While doing the research for this article, I found numerous references from dark data content to astrophysical terms like dark energy and dark matter. I almost forgot that most things in our universe are actually dark. 68% dark energy and 27% dark matter. Leaving us with 5% normal matter. Comparably, not much to work with but as humans we have done quite alright so far with much less.
When it comes to data though, I guesstimate the situation darker. 99.9999999% darker. In this post, I want to explain why this is, the problem it will quickly pose for us humans and how we can enlighten the situation.
Defining Dark Data
Within the literature, you will find numerous definitions of the term “dark data”. Gartner sees it as “information assets organizations collect, process and store during regular business activities, but generally fail to use for other purposes.” This focus, on ignored or abandoned data within an organization, is quite common in scientific publications.
Yet, it falls short in many cases for machine learning or other large-scale analytics. Quite often you need data that is not already accessible within an organization. Furthermore, with this perspective we wouldn’t get close to the 99.9+% guesstimate.
The best definition I could find that has a huge overlap to what we will be discussing comes from the famous statistics professor David J. Hand. He literally wrote the book about dark data . I can highly recommend reading it. The simple definition by Hand for dark data is “data you don’t have”.
Within his book, Hand describes 15 different types of dark data, why you don’t have it and, therefore, experience suboptimal results. No worries, this post will not be a review of his book or a summary.
We will be taking a rather practical, solution-oriented viewpoint to a subset of dark data. Namely, data you theoretically could have but don’t have access to. Data that doesn’t exist is also dark but why bother?
A Universe of Data
No one can know exactly how much digital data already exists. But latest predictions from the International Data Corporation (IDC) amount to 64 zettabytes in 2020 (growing to 90ZB in 2025) . For comparison, this is 660 billion blu-ray discs, 33 million human brains or 330 million of the world’s largest hard drives. So quite a bit.

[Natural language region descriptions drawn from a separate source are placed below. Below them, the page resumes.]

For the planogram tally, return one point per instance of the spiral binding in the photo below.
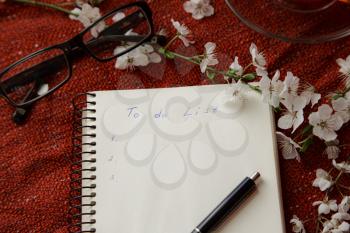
(82, 178)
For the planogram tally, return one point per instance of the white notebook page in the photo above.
(167, 157)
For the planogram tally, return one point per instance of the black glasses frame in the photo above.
(76, 46)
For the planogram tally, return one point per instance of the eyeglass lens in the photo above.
(117, 32)
(35, 76)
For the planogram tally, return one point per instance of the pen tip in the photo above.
(255, 176)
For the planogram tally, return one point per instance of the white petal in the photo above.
(299, 119)
(335, 122)
(323, 209)
(314, 118)
(189, 7)
(325, 111)
(122, 62)
(315, 98)
(285, 122)
(204, 65)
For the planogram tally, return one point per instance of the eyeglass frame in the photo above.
(77, 43)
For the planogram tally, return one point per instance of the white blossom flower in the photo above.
(325, 207)
(323, 180)
(325, 123)
(209, 56)
(271, 89)
(311, 96)
(258, 58)
(298, 226)
(235, 66)
(344, 205)
(87, 15)
(162, 32)
(148, 50)
(235, 94)
(199, 8)
(131, 59)
(343, 166)
(337, 224)
(261, 72)
(341, 107)
(332, 150)
(182, 32)
(291, 85)
(140, 56)
(288, 146)
(345, 68)
(294, 116)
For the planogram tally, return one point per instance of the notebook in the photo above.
(159, 160)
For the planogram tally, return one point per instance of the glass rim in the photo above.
(146, 37)
(3, 89)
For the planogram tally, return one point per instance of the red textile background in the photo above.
(34, 165)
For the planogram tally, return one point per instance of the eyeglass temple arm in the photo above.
(49, 65)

Now ask yourself: How much of this data do you have access to? If you come to the same conclusion as I did, then you might also think more towards 99.9+% of data being dark to you.
However, it is rather improbable that most of the data would be useful. But nevertheless, there is a huge amount of value out in the data universe that you cannot access today.
There are some first initiatives to simplify data access. Open data initiatives are visible in many countries already and a growing number of organizations contribute. NASA, CERN, Wikipedia, GitHub, OpenStreetMap are just a few examples where collaboration on data is made open and simpler.
But, in many cases, data that would help you in a machine learning project, does not necessarily reside within your organizational boundaries nor is it available as open data.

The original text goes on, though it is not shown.